My team of 6 engineers have a social app at around 1,000 DAU. The previous stack has several machines serving APIs and several machines handling different background tasks. Our tech lead is forcing everyone to move to separate Lambdas using CDK to handle each each of these tasks. The debugging, deployment, and architecting shared stacks for Lambdas is taking a toll on me -- all in the name of separation of concerns. How (or should) I push back on this?
But an application built in the high pressure environment of a startup also has the risk of becoming unmanageable, one or two years in. And to the extent you already have familiar tools to manage this complexity, I vote for using them. If you can divide and conquer your application complexity into a few different services, and you are already experienced in an appropriate application framework, that may not be such a bad choice. It helps focus on just one part of the application, and have multiple people work on the separate parts without stepping on each other.
I personally don't think that should include k8s. But ECS/Fargate with a simple build pipeline, all for that. "Complex" is the operative word in the article's title.
For new projects that, with luck, will have a couple hundred users at the beginning it is just overkilling (and also very expensive).
My approach is usually Vercel + some AWS/Hetzner instance running the services with docker-compose inside or sometimes even just a system service that starts with the instance. That's just enough. I like to use Vercel when deploying web apps because it is free for this scale and also saves me time with continuous deployment without having to ssh into the instances, fetch the new code and restart the service.

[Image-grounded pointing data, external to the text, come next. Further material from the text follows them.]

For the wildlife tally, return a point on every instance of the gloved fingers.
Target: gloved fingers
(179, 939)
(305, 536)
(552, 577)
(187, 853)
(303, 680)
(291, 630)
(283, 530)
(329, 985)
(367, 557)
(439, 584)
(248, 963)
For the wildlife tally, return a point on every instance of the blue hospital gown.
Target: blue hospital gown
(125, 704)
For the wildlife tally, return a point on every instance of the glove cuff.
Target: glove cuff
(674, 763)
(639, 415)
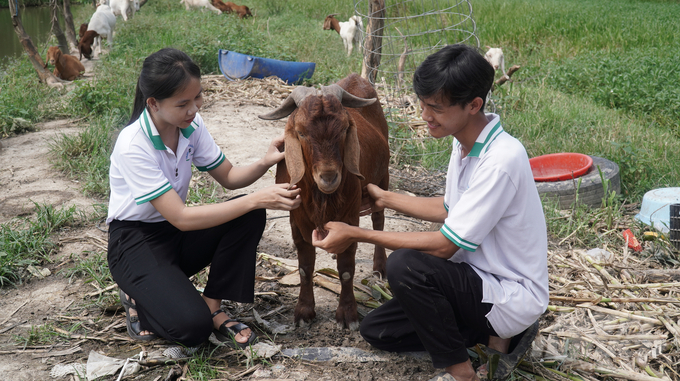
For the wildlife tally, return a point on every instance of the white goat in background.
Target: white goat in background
(496, 59)
(349, 30)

Like all things, there's a good middle ground here-- use managed services where you can but don't over-architect features like availability & scaling. For example, Kubernetes is an heavy abstraction; make sure it's worth it. A lot of these solutions also increase dev cycles, which is not great early on.
Yes. This is the basis of privilege separation and differential rollouts. If you collapse all this down into a single server or even lambda you lose that. Once your service sees load you will want this badly.

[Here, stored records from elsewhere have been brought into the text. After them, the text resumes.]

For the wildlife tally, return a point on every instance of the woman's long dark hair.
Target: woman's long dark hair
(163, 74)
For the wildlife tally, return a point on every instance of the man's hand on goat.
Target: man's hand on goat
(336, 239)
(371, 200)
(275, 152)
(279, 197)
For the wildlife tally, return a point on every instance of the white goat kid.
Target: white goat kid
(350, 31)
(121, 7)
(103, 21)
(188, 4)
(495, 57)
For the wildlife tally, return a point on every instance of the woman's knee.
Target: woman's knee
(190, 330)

> SQS and various background jobs backed by Lambda
Yes. This is the basis of serverless. The failure of one server is no longer a material concern to your operation. Well done you.
> Logs scattered across CloudWatch
Okay. I can't lie. CloudWatch is dogturds. There is no part of the service that is redeemable. I created a DyanmoDB table and created a library which puts log lines collected into "task records" into the table paritioned by lambda name and sorted by record time. Each lambda can configure the logging environment or use default which include a log entry expiration time. Then I created a command line utility which can query and or "tail" this table.
This work took me 3 days. It's paid off 1000x fold since I did it. You do sometimes have to roll your own out here. CloudWatch is strictly about logging cold start times now.
> Could this have been simplified to a single NodeJS container or Python Flask/FastAPI app with Redis for background tasks? Absolutely.
Could this have been simplified into something far more fragile than what is described? Absolutely. Why you'd want this is entirely beyond me.
Downside is its a one to one system. But I just use downsized servers.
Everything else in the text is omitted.